7. The system of claim 6, wherein the circuitry is further configured to calculate an indication of a likelihood of atrial fibrillation or stroke based on the characteristic of the stored P-wave.

8. The system of claim 1, wherein the circuitry is further configure to store in the computer-readable memory a plurality of P-waves.

9. A system for filtering P-waves comprising:

processing circuitry configured to:

receive ECG data from an ECG monitoring device;

detect an onset and an offset of a candidate P-wave represented in the ECG data;

calculate a quality score of the candidate P-wave by calculating a quality score of ECG data between the onset and the offset of the candidate P-wave;

compare the quality score of the candidate P-wave with a quality score threshold;

if the quality score of the candidate P-wave is equal to or greater than the quality score threshold, store an indication of the candidate P-wave to computer-readable memory, and

calculate a characteristic of the stored P-wave, wherein the characteristic is at least one of a rate of rise of the stored P-wave, an area under the curve of the stored P-wave, and a duration of the stored P-wave.

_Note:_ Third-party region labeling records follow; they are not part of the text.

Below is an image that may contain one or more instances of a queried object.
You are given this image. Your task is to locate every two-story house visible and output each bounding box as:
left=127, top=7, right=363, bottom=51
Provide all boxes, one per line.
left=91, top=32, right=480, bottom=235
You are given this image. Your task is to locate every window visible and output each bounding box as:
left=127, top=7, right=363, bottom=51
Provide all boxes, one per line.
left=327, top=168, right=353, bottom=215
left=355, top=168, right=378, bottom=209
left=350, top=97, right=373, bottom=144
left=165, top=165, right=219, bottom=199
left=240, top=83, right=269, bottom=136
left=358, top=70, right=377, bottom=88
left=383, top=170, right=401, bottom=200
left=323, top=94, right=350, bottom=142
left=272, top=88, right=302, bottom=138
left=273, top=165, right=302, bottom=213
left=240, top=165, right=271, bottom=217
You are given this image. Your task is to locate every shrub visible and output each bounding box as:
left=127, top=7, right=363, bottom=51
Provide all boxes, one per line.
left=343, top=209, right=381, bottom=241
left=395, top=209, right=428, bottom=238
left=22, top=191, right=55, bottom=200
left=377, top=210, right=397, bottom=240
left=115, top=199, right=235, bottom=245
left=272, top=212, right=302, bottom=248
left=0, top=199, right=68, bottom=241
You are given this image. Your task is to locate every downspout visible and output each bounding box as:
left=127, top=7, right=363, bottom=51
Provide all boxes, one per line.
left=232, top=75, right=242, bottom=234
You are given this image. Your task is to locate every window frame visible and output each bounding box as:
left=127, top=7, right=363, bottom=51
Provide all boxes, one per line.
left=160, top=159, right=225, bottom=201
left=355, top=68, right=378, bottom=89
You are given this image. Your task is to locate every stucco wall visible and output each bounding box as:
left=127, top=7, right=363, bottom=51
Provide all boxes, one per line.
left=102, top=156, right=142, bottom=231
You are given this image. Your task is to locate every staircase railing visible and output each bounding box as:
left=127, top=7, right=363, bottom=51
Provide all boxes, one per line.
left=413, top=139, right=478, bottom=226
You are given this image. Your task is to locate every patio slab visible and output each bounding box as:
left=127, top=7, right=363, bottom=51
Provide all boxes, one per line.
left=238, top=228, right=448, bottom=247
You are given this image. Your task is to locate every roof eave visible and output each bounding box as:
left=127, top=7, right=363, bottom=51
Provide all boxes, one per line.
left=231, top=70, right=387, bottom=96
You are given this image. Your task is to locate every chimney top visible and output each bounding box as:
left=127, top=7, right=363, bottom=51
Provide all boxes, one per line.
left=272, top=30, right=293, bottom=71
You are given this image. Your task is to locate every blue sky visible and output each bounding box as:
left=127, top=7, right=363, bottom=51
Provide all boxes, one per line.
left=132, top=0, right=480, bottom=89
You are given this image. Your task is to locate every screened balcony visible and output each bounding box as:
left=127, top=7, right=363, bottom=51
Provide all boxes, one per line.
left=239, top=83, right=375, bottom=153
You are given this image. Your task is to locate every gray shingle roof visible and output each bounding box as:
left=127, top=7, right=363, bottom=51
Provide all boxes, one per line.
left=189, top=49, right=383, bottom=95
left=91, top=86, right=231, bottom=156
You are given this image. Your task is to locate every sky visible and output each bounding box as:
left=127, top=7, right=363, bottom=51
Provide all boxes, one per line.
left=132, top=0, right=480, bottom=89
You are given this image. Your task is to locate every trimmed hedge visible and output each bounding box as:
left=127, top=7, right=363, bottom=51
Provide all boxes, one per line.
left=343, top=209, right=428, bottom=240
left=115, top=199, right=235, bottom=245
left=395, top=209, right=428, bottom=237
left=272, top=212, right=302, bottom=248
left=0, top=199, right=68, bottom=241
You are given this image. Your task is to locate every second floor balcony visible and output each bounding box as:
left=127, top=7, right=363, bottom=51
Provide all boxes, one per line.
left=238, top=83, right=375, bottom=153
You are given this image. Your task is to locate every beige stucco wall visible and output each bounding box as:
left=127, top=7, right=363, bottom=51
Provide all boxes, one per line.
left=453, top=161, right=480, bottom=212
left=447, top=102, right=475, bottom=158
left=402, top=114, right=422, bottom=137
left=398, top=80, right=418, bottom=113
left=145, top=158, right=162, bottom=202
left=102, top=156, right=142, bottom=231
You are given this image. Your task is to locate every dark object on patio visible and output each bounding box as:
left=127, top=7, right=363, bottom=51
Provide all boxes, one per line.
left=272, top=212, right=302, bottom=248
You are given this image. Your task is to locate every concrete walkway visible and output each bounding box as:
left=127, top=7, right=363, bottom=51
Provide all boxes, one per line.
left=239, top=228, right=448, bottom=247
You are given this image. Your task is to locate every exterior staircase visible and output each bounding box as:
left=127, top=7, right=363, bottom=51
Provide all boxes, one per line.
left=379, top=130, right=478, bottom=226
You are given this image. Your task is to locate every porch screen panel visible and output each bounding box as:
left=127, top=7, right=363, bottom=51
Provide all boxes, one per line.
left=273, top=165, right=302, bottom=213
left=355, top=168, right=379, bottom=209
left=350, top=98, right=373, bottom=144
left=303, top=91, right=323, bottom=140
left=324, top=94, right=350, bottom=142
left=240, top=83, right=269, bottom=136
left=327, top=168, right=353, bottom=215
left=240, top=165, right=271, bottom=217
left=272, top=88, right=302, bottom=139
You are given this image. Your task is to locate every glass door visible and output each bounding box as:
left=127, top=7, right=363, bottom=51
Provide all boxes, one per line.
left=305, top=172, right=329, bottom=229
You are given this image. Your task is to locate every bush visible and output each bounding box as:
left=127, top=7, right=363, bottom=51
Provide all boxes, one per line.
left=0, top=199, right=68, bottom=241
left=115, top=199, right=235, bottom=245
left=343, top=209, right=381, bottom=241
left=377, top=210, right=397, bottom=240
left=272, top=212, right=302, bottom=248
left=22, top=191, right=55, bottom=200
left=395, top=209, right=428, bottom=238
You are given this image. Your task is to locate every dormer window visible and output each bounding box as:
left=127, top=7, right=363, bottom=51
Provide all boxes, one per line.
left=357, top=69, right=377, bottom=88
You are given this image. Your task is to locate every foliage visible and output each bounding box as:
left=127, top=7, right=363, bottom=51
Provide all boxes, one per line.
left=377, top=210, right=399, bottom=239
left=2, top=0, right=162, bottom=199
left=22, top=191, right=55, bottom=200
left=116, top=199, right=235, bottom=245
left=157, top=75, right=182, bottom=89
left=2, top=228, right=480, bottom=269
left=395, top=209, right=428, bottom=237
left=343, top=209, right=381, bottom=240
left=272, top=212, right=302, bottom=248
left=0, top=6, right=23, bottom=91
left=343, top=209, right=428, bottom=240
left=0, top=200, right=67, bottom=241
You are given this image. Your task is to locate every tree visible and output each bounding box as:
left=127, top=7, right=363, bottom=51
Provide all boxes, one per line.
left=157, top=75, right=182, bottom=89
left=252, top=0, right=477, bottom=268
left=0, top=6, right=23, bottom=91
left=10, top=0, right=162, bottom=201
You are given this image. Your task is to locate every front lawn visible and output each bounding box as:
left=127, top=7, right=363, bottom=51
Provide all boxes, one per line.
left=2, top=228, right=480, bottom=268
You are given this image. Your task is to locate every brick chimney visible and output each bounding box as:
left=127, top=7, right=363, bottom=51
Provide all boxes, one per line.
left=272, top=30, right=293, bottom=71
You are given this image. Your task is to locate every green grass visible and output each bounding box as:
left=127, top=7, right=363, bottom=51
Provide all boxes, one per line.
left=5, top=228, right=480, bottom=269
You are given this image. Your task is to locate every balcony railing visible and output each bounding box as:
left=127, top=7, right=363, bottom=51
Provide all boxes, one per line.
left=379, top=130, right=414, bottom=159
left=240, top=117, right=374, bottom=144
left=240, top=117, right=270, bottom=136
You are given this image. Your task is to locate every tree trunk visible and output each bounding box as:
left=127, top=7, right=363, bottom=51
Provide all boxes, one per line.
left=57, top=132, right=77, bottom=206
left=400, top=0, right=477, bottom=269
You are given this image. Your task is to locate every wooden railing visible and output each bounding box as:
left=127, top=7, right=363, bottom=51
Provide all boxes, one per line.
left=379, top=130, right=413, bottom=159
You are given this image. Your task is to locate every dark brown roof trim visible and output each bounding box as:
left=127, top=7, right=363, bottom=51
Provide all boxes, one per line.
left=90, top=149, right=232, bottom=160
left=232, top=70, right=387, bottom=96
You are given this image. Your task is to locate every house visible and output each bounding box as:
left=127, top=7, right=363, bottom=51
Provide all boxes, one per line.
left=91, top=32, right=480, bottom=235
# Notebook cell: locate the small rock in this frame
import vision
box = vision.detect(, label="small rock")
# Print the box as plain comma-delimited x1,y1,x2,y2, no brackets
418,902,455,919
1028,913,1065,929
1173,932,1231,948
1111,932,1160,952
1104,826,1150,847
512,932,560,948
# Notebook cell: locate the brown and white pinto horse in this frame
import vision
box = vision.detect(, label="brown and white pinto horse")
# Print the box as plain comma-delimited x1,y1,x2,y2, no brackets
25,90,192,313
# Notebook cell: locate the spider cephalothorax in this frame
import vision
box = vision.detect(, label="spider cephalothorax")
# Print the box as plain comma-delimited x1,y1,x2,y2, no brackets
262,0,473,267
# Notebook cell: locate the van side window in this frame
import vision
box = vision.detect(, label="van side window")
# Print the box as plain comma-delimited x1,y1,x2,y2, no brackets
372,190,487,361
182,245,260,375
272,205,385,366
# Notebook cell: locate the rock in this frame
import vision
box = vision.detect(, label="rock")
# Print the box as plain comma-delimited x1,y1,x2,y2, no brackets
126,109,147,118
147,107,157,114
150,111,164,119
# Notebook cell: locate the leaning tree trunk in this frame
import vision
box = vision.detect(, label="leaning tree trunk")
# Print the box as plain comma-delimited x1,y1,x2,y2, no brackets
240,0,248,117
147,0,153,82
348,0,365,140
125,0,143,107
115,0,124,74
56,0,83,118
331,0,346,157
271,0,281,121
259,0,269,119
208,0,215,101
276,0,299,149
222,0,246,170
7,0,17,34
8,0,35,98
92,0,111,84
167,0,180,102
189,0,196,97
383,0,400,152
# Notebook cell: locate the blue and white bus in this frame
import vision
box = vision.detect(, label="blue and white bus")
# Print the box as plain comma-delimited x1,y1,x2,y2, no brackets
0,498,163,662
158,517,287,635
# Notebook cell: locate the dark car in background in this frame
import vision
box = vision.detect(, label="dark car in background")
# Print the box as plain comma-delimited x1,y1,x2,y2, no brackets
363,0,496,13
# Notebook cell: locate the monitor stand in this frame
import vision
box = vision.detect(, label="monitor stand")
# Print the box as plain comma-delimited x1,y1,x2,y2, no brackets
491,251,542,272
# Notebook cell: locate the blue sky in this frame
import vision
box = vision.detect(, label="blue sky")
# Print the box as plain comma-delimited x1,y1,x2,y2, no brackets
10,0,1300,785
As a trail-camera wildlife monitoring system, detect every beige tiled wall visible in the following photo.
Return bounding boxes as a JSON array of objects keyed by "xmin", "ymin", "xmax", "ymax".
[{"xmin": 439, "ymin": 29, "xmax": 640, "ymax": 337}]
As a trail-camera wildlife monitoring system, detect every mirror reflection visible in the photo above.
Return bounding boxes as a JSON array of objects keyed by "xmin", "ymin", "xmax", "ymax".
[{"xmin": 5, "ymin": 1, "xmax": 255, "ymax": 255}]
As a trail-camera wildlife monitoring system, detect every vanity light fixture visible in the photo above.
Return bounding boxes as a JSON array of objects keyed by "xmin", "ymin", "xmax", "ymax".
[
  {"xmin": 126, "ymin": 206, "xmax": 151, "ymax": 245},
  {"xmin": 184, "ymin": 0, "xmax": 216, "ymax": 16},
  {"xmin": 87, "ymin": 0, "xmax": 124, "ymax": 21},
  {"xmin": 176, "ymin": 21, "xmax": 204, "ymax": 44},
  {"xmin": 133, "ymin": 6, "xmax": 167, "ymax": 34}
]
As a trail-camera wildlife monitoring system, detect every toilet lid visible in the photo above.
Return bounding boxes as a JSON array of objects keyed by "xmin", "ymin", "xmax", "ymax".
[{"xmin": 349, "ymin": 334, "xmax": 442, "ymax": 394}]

10. The system of claim 9, wherein calculating the quality score of the candidate P-wave comprises determining whether the P-wave coincides with an arrhythmia event, and wherein the calculation of the quality score of the candidate P-wave is configured such that when the candidate P-wave does not coincide with an arrhythmia event, the calculated quality score of the candidate P-wave exceeds the quality score threshold.

11. The system of claim 9, wherein the quality score of the candidate P-wave is an indicator of whether the candidate P-wave includes an ECG artifact, and wherein the quality score of the candidate P-wave is equal to or greater than the quality score threshold when the P-wave does not include an ECG artifact.

12. The system of claim 9, wherein the quality score threshold is determined based on at least one of: an error in the rate of rise of the stored P-wave, the area under the curve of the stored P-wave, or the duration of the stored P-wave.

13. The system of claim 10, wherein the circuitry is further configured to graphically present the calculated characteristic of the stored P-wave in a display.

14. The system of claim 13, wherein the circuitry is further configured to calculate an indication of a likelihood of atrial fibrillation or stroke based on the characteristic of the stored P-wave.

15. The system of claim 9, wherein the circuitry is further configured to store a plurality of P-waves in computer-readable memory.

16. A method for filtering P-waves comprising:

receiving ECG data from an ECG monitoring device;

detecting an onset and an offset of a first candidate P-wave represented in the ECG data;

calculating a quality score of the first candidate P-wave by calculating a quality score of ECG data between the onset and the offset of the first candidate P-wave;

comparing the quality score of the first candidate P-wave with a quality score threshold;

if the quality score of the candidate P-wave is equal to or greater than the quality score threshold, storing the candidate P-wave;

if the quality score of the candidate P-wave is less than the quality score threshold, discarding the candidate P-wave; and

calculating a characteristic of the stored P-wave, wherein the characteristic is at least one of a rate of rise of the stored P-wave, an area under the curve of the stored P-wave, and a duration of the stored P-wave.

17. The method of claim 16, further comprising:

detecting an onset and an offset of a second candidate P-wave represented in the ECG data;

calculating a quality score of the second candidate P-wave by calculating a quality score of ECG data between the onset and the offset of the second candidate P-wave; and

setting the quality score threshold equal to the quality score of the second candidate P-wave.

18. The method claim 16, further comprising graphically presenting the calculated characteristic of the stored P-wave.

19. The method of claim 18, further comprising estimating an atrial conduction velocity based on the calculated characteristic of the stored P-wave.

20. The method of claim 16, further comprising estimating an indication of a likelihood of atrial fibrillation or stroke based on the characteristic of the stored P-wave.